The supremacy of God among the nations. Third and finally, the God who fulfills his promises to David has no equal among the gods. David had desired to build God a physical “house” (i.e., a temple; 1 Chron. 17:1) as other ancient peoples did for their deities. But the God of Israel does not need such a house (17:4–6; compare 2 Chron. 2:6; 6:18); instead, he says that he will build David a “house” in the form of an everlasting dynasty (1 Chron. 17:10–14). This remarkable promise leads David to proclaim the greatness of the God of Israel: “There is none like you, O LORD, and there is no God besides you, according to all that we have heard with our ears” (17:20). The God of the Bible cannot be limited to the puny categories and limitations of pagan deities.

First Chronicles and the New Testament

The final Davidic king. The theme of God’s faithfulness to the Davidic covenant in spite of the exile provides a significant bridge between the Old and New Testaments. As does 1 Chronicles, the Gospel of Matthew begins with a genealogy, an abbreviated one this time, which features Abraham and David: “The book of the genealogy of Jesus Christ, the son of David, the son of Abraham” (Matt. 1:1). Matthew then highlights the arrival of Jesus in the world by calling attention to equal intervals from Abraham to David, from David to the exile, and from the exile to the coming of Christ (Matt. 1:17). This equality is achieved by omitting three kings in the second group and several generations unknown to us in the third, where thirteen generations cover some 600 years. Such selective genealogies were common in ancient literature. Matthew’s point is that Jesus is the rightful heir to the covenant promises made to David about having a son who would reign forever (2 Sam. 7:12–16).

To all nations. Because he is the long-awaited son of Abraham and David, the arrival of Jesus in the world ushers in a new phase of God’s plan of salvation.
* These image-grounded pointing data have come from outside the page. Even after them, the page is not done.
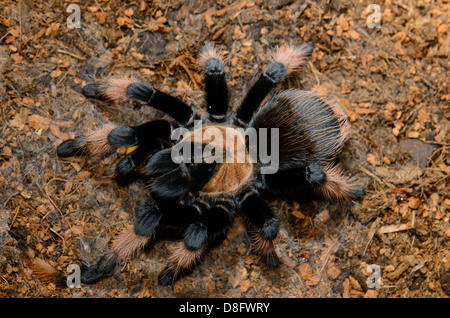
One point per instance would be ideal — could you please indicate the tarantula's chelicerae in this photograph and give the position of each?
(201, 170)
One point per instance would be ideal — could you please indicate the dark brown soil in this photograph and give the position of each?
(392, 82)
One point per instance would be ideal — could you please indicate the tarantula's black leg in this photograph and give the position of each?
(295, 180)
(205, 227)
(261, 218)
(284, 62)
(212, 222)
(181, 262)
(215, 84)
(115, 90)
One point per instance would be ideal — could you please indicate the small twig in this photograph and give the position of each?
(64, 76)
(71, 54)
(191, 77)
(16, 212)
(366, 171)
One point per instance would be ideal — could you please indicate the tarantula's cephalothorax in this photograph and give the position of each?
(199, 198)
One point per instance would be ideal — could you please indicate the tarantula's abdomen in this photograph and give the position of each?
(311, 130)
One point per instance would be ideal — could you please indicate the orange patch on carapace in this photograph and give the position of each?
(236, 168)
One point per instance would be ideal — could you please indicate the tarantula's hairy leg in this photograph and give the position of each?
(147, 218)
(181, 262)
(95, 143)
(284, 61)
(208, 225)
(338, 187)
(115, 90)
(102, 268)
(125, 245)
(260, 216)
(215, 83)
(211, 224)
(295, 180)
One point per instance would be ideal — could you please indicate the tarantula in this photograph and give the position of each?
(198, 197)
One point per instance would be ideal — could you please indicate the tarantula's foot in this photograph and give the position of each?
(104, 267)
(272, 259)
(270, 229)
(171, 274)
(357, 192)
(315, 175)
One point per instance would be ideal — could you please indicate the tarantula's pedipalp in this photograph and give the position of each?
(196, 199)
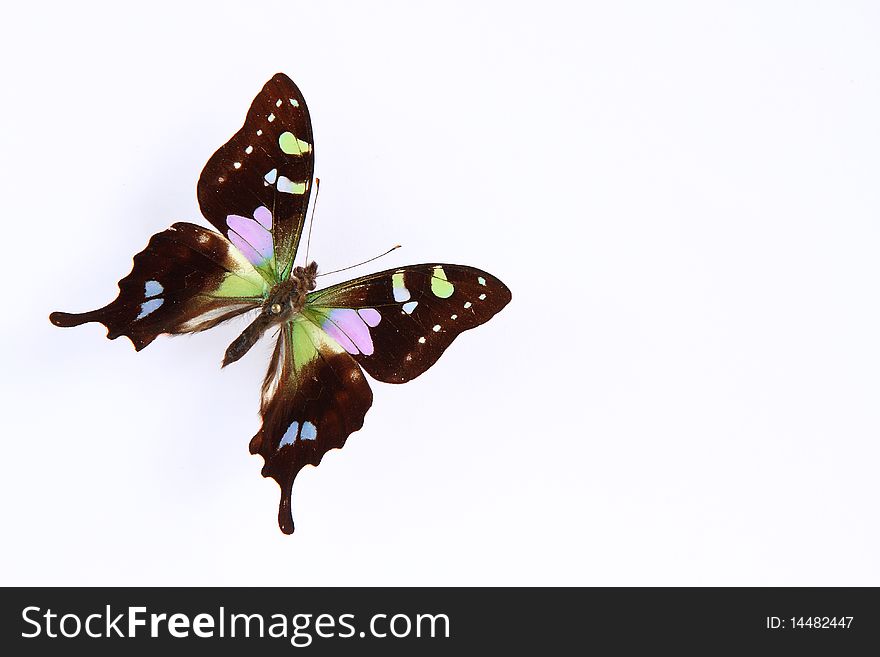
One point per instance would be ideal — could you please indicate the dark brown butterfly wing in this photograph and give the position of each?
(395, 324)
(255, 189)
(187, 279)
(314, 396)
(398, 322)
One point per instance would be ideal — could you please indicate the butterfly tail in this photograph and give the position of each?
(285, 513)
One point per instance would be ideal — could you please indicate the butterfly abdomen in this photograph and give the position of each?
(248, 338)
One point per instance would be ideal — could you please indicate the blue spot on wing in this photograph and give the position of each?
(289, 435)
(149, 306)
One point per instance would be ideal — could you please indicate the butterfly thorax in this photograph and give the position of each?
(284, 301)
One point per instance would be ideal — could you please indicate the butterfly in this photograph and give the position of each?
(393, 324)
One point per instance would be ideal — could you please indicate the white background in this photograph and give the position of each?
(683, 198)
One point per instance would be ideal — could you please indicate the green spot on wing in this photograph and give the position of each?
(291, 145)
(303, 348)
(439, 285)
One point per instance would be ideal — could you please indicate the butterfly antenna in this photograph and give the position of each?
(312, 220)
(336, 271)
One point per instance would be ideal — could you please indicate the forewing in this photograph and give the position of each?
(314, 396)
(187, 279)
(397, 323)
(255, 188)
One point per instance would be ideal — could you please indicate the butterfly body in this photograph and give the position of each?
(284, 302)
(392, 325)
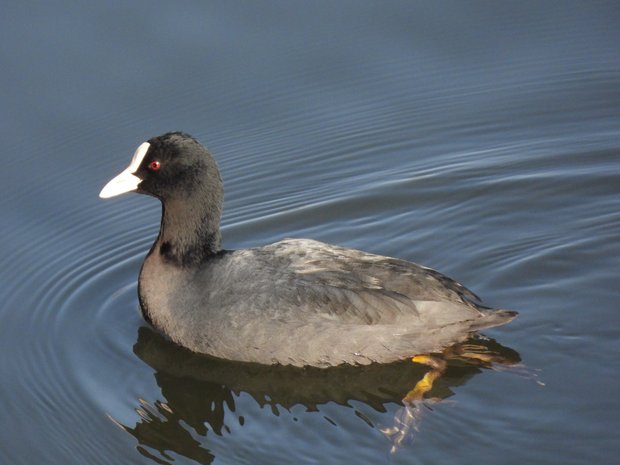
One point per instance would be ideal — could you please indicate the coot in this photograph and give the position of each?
(297, 301)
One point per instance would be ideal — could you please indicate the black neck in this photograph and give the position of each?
(189, 234)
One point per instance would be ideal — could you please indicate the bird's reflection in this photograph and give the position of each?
(199, 390)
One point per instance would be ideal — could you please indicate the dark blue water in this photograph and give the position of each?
(479, 138)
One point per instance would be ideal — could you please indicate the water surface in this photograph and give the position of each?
(481, 139)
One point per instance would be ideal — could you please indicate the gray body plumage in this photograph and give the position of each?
(303, 302)
(298, 301)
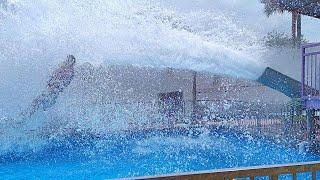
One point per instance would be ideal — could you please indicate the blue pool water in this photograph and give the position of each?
(82, 156)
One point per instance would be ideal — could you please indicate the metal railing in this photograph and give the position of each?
(271, 171)
(310, 75)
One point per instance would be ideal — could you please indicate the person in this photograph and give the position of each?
(59, 80)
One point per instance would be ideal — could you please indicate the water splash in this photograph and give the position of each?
(36, 35)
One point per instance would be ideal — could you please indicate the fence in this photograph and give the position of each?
(270, 120)
(273, 172)
(310, 76)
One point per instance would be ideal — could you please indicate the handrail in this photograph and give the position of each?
(273, 171)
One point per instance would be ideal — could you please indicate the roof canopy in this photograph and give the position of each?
(305, 7)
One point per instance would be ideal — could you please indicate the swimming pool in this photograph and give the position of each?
(82, 156)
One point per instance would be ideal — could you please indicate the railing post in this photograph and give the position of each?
(194, 97)
(274, 177)
(303, 50)
(314, 175)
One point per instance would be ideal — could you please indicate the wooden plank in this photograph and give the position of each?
(271, 170)
(314, 175)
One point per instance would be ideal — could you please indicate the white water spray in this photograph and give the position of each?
(36, 35)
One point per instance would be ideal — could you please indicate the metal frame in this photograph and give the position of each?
(310, 94)
(272, 171)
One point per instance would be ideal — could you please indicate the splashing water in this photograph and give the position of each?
(36, 35)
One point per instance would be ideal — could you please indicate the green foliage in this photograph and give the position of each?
(280, 39)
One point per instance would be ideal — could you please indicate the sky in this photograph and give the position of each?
(251, 14)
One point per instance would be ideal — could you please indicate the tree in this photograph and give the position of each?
(297, 8)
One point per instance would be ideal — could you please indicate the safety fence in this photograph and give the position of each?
(273, 172)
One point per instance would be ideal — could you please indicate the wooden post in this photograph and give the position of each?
(294, 27)
(299, 31)
(310, 124)
(194, 96)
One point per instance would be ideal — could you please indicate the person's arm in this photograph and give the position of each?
(60, 79)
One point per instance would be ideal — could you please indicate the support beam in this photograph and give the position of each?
(311, 124)
(194, 96)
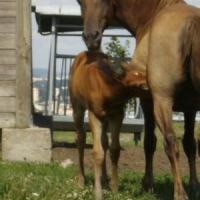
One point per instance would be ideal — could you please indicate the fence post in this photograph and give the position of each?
(23, 70)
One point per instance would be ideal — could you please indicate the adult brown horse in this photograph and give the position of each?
(167, 44)
(95, 86)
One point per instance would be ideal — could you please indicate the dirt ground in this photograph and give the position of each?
(130, 158)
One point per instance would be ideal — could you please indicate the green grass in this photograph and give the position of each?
(30, 181)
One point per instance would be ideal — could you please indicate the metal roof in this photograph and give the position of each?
(68, 19)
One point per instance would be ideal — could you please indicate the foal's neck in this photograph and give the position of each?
(137, 15)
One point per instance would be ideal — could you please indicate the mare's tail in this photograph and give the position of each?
(191, 50)
(198, 143)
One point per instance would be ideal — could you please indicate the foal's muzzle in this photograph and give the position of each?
(92, 40)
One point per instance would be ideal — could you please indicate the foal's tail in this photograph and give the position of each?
(191, 50)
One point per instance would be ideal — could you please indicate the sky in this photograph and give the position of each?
(72, 46)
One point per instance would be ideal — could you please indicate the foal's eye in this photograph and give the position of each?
(79, 2)
(106, 1)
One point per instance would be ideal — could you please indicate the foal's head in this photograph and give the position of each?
(96, 14)
(132, 78)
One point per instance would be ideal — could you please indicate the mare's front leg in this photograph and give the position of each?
(189, 145)
(163, 115)
(115, 126)
(78, 114)
(96, 126)
(105, 144)
(149, 143)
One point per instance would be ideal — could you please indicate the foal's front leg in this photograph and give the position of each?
(78, 114)
(149, 143)
(98, 153)
(105, 144)
(115, 125)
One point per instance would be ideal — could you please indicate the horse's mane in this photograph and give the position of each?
(141, 12)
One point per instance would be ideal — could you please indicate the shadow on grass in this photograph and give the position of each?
(163, 187)
(69, 145)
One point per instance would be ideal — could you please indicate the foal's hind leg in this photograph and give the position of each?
(115, 125)
(98, 153)
(149, 143)
(163, 115)
(78, 115)
(189, 145)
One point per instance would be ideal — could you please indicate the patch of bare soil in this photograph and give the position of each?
(130, 158)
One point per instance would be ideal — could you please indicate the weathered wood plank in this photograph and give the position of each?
(7, 25)
(7, 9)
(7, 88)
(7, 41)
(23, 71)
(7, 120)
(7, 72)
(7, 57)
(7, 104)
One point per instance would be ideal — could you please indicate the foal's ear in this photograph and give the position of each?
(124, 65)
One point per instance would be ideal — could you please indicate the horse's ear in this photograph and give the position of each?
(125, 66)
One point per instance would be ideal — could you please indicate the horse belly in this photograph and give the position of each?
(187, 101)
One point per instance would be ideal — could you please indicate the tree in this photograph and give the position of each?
(118, 52)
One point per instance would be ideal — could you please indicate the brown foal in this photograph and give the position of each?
(96, 87)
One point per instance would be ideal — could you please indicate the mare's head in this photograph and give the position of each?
(96, 15)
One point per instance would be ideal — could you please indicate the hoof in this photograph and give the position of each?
(81, 181)
(113, 187)
(181, 196)
(98, 194)
(194, 192)
(147, 185)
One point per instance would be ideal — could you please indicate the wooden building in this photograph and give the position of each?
(15, 82)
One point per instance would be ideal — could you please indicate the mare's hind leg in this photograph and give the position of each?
(78, 114)
(105, 144)
(149, 143)
(96, 126)
(163, 115)
(115, 125)
(189, 145)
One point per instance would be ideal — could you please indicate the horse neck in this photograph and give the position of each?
(137, 15)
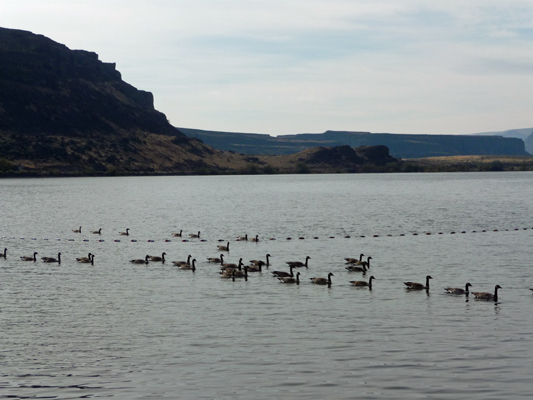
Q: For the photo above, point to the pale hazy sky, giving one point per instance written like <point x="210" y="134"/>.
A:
<point x="278" y="67"/>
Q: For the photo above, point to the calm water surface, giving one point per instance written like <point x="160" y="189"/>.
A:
<point x="131" y="331"/>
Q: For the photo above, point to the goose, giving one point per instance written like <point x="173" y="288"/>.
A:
<point x="486" y="295"/>
<point x="52" y="259"/>
<point x="283" y="274"/>
<point x="260" y="262"/>
<point x="322" y="281"/>
<point x="458" y="290"/>
<point x="418" y="286"/>
<point x="362" y="269"/>
<point x="215" y="259"/>
<point x="29" y="258"/>
<point x="354" y="260"/>
<point x="298" y="264"/>
<point x="191" y="266"/>
<point x="240" y="274"/>
<point x="84" y="259"/>
<point x="363" y="283"/>
<point x="289" y="279"/>
<point x="223" y="248"/>
<point x="140" y="260"/>
<point x="178" y="263"/>
<point x="157" y="258"/>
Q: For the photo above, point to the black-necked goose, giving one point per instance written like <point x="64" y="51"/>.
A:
<point x="363" y="283"/>
<point x="52" y="259"/>
<point x="486" y="295"/>
<point x="458" y="290"/>
<point x="418" y="286"/>
<point x="223" y="248"/>
<point x="282" y="274"/>
<point x="29" y="258"/>
<point x="322" y="281"/>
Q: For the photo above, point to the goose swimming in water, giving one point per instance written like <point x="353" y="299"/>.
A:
<point x="52" y="259"/>
<point x="322" y="281"/>
<point x="282" y="274"/>
<point x="29" y="258"/>
<point x="298" y="264"/>
<point x="353" y="268"/>
<point x="140" y="260"/>
<point x="458" y="290"/>
<point x="418" y="286"/>
<point x="223" y="248"/>
<point x="486" y="295"/>
<point x="157" y="258"/>
<point x="260" y="262"/>
<point x="289" y="279"/>
<point x="363" y="283"/>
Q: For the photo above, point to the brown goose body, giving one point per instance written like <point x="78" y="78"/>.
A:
<point x="418" y="286"/>
<point x="354" y="268"/>
<point x="282" y="274"/>
<point x="487" y="295"/>
<point x="52" y="259"/>
<point x="458" y="290"/>
<point x="363" y="283"/>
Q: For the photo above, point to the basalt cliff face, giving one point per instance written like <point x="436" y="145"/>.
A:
<point x="64" y="112"/>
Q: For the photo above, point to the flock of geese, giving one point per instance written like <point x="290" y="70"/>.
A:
<point x="238" y="270"/>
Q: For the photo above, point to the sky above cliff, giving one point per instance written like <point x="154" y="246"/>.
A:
<point x="278" y="67"/>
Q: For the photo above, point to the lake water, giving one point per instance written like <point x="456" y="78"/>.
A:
<point x="130" y="331"/>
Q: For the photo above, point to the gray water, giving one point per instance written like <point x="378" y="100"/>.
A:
<point x="132" y="331"/>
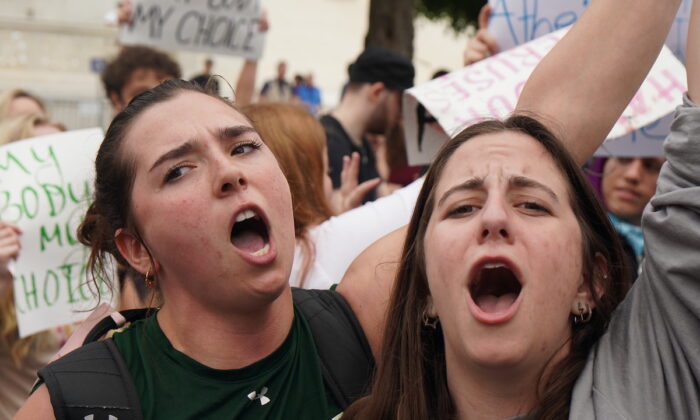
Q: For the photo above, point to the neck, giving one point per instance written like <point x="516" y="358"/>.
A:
<point x="480" y="392"/>
<point x="490" y="397"/>
<point x="201" y="333"/>
<point x="353" y="117"/>
<point x="633" y="220"/>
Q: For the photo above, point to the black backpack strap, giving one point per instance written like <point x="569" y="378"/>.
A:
<point x="92" y="380"/>
<point x="346" y="358"/>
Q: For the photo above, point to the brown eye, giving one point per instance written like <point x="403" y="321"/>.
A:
<point x="533" y="207"/>
<point x="244" y="148"/>
<point x="176" y="173"/>
<point x="462" y="210"/>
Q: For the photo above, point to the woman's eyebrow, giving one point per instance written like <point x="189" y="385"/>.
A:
<point x="232" y="132"/>
<point x="525" y="182"/>
<point x="225" y="133"/>
<point x="175" y="153"/>
<point x="470" y="184"/>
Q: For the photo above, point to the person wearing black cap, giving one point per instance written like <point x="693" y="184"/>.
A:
<point x="371" y="104"/>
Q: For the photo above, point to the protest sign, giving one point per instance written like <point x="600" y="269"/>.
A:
<point x="229" y="27"/>
<point x="490" y="89"/>
<point x="45" y="187"/>
<point x="514" y="22"/>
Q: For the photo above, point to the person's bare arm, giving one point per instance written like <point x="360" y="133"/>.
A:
<point x="368" y="283"/>
<point x="582" y="86"/>
<point x="37" y="406"/>
<point x="245" y="86"/>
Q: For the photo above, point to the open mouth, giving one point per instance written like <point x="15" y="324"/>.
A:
<point x="495" y="288"/>
<point x="250" y="234"/>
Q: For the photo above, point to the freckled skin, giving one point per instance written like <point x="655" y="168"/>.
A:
<point x="186" y="223"/>
<point x="546" y="247"/>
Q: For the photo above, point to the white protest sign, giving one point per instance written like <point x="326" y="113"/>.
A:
<point x="229" y="27"/>
<point x="490" y="89"/>
<point x="45" y="187"/>
<point x="514" y="22"/>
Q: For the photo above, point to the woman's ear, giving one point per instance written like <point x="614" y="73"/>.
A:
<point x="133" y="251"/>
<point x="600" y="277"/>
<point x="430" y="308"/>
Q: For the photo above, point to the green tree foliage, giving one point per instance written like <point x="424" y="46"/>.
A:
<point x="460" y="13"/>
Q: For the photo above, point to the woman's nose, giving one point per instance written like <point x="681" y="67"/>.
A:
<point x="229" y="178"/>
<point x="495" y="221"/>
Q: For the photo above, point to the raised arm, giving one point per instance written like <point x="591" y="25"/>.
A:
<point x="582" y="86"/>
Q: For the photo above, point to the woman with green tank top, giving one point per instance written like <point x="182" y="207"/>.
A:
<point x="189" y="195"/>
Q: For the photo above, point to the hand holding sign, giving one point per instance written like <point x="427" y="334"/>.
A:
<point x="483" y="44"/>
<point x="9" y="250"/>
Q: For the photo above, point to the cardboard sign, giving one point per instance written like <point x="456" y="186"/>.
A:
<point x="45" y="187"/>
<point x="229" y="27"/>
<point x="490" y="89"/>
<point x="514" y="22"/>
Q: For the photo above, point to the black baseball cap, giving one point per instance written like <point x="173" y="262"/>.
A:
<point x="378" y="64"/>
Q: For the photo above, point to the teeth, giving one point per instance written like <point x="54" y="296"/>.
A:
<point x="494" y="265"/>
<point x="262" y="251"/>
<point x="245" y="215"/>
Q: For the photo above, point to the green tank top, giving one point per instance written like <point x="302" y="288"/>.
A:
<point x="288" y="384"/>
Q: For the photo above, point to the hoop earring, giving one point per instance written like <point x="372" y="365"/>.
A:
<point x="149" y="280"/>
<point x="584" y="313"/>
<point x="429" y="321"/>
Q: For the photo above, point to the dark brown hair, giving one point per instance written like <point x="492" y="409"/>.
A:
<point x="117" y="73"/>
<point x="411" y="381"/>
<point x="114" y="178"/>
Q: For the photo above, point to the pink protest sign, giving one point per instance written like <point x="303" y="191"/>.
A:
<point x="490" y="89"/>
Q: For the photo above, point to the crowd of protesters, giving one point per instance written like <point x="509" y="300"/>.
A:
<point x="500" y="281"/>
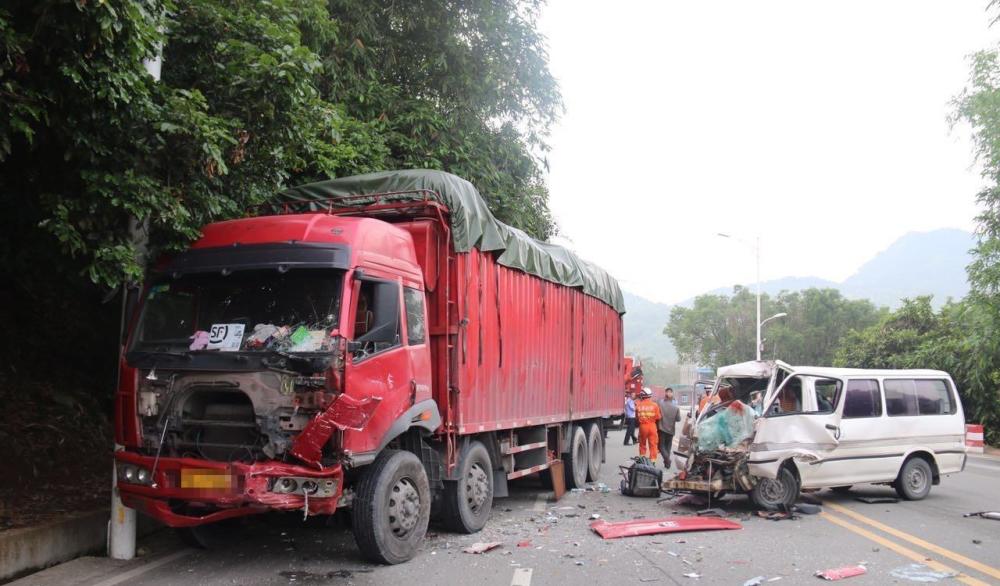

God now entrusts to Christians the privileges and responsibilities of being righteous citizens of Zion: “You are the light of the world. A city set on a hill cannot be hidden. . . . Let your light shine before others, so that they may see your good works and give glory to your Father who is in heaven” (Matt. 5:14, 16; compare Ps. 48:1–2; Isa. 60:1–3). Jesus is the last and greatest Davidic king, who commissions Christians to instruct the peoples of the world with the truth about God: “Go therefore and make disciples of all nations, baptizing them in the name of the Father and of the Son and of the Holy Spirit, teaching them to observe all that I have commanded you” (Matt. 28:19–20).

First Chronicles and the Global Church Today

God’s purpose throughout history to restore the world to the way he intended it in Eden reaches a high point in the throne of David. For through David we discover that despite the sinfulness that continues down through David’s line, God “will establish the throne of his kingdom forever” and God’s “steadfast love will not depart from him” (2 Sam. 7:13, 15). These promises are the reason for the writing of 1 and 2 Chronicles.

In a day of political corruption of every kind at every level, God’s people around the world can take heart in the invincible purpose of God to restore a kingdom in which justice and righteousness will one day be established. In the coming of Jesus, this kingdom has already dawned (Mark 1:14–15). Whatever the frustrations over governmental corruption or anxiety over political instability, in Christ anyone can be welcomed into a kingdom that will include much suffering (Acts 14:22) but finally perfect glory and joy (1 Thess. 2:12). Every Christian can say, with Paul, “The Lord will rescue me from every evil deed and bring me safely into his heavenly kingdom. To him be the glory forever and ever. Amen” (2 Tim. 4:18).